Pemeriksaan Status Pinjol di OJK
Demi memastikan apakah Kre*** Pi**** adalah pinjol terdaftar, maka saya kirim nama perusahaan melalui WA ke nomor 081 157 157 157. Mereka  menyatakan bahwa perusahaan tersebut terdaftar di OJK (status: legal).

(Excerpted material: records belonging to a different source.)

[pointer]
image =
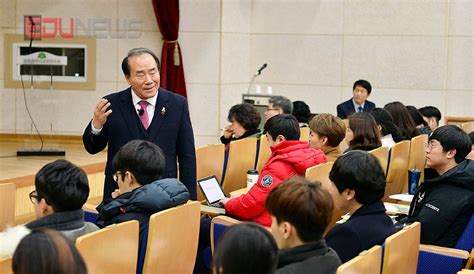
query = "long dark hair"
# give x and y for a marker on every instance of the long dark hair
(385, 121)
(46, 251)
(402, 119)
(246, 248)
(366, 134)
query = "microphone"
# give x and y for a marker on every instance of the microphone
(260, 70)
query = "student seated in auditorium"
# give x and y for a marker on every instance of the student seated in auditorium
(402, 118)
(358, 186)
(389, 132)
(138, 167)
(444, 202)
(278, 105)
(244, 121)
(301, 211)
(327, 132)
(431, 115)
(470, 156)
(289, 157)
(61, 189)
(362, 132)
(245, 248)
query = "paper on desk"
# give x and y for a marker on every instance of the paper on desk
(402, 197)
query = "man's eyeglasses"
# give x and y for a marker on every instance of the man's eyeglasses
(116, 176)
(34, 197)
(432, 145)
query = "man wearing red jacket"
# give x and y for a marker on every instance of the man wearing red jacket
(289, 157)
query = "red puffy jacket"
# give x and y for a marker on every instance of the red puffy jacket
(288, 158)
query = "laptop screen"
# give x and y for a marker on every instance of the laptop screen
(211, 189)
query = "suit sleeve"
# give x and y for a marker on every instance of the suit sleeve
(187, 153)
(344, 241)
(94, 143)
(340, 112)
(252, 204)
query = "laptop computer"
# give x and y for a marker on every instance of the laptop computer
(212, 191)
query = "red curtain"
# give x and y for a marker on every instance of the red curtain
(171, 72)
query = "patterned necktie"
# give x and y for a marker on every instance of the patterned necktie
(143, 114)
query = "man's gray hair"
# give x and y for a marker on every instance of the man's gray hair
(283, 103)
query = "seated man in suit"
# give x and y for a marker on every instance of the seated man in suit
(289, 157)
(278, 105)
(61, 189)
(301, 211)
(444, 202)
(358, 185)
(358, 103)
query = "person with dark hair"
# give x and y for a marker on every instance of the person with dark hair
(301, 210)
(289, 157)
(327, 132)
(401, 118)
(278, 105)
(245, 248)
(244, 121)
(45, 251)
(362, 132)
(470, 156)
(144, 111)
(61, 189)
(358, 103)
(420, 123)
(431, 115)
(138, 168)
(358, 186)
(387, 128)
(302, 113)
(444, 202)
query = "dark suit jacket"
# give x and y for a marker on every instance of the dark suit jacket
(345, 109)
(170, 129)
(368, 226)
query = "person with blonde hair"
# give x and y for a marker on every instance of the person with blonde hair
(327, 132)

Kalau ternyata perusahaan pinjol ilegal, bolehlah bersiap-siap berangkat ke Kantor Polisi terdekat.
Layanan Kontak 157
Selain melalui nomor WhatsApp di atas, dapat juga melayangkan pertanyaan, informasi, dan pengaduan ke layanan Kontak 157 menggunakan:
- Telepon 157
- Email ke konsumen@ojk.go.id
- Aplikasi Portal Perlindungan Konsumen (APPK) di kontak157.ojk.go.id
Berhubung "serangan" telepon tidak dikenal hanya berlangsung satu hari, dan tidak merusak apa-apa, maka aduan atas perbuatan tidak menyenangkan tidak saya lanjutkan.
Kalaupun ada lagi panggilan telepon dari nomor tak dikenal, tidak usah diangkat. Blokir jika perlu.
Saya tidak bisa bercerita tentang pengalaman menggunakan telepon 157, email konsumen@ojk.go.id, dan APPK, berhubung tidak sempat mengunakannya.
Jadi, menghadapi situasi nomor telepon digunakan sebagai kontak darurat dari nasabah pinjol tanpa persetujuan, maka saya cukup melakukan satu langkah ini: blokir nomor pengirim.
Bila mereka berkeras dan berusaha menelepon, abaikan. Tidak usah diangkat, kalau perlu diblokir. Habis perkara.
Melayaninya hanya menghabiskan energi. Malah, jangan-jangan digiring agar melunasi utang yang uangnya tidak pernah diterima. Itu namanya ketempuhan.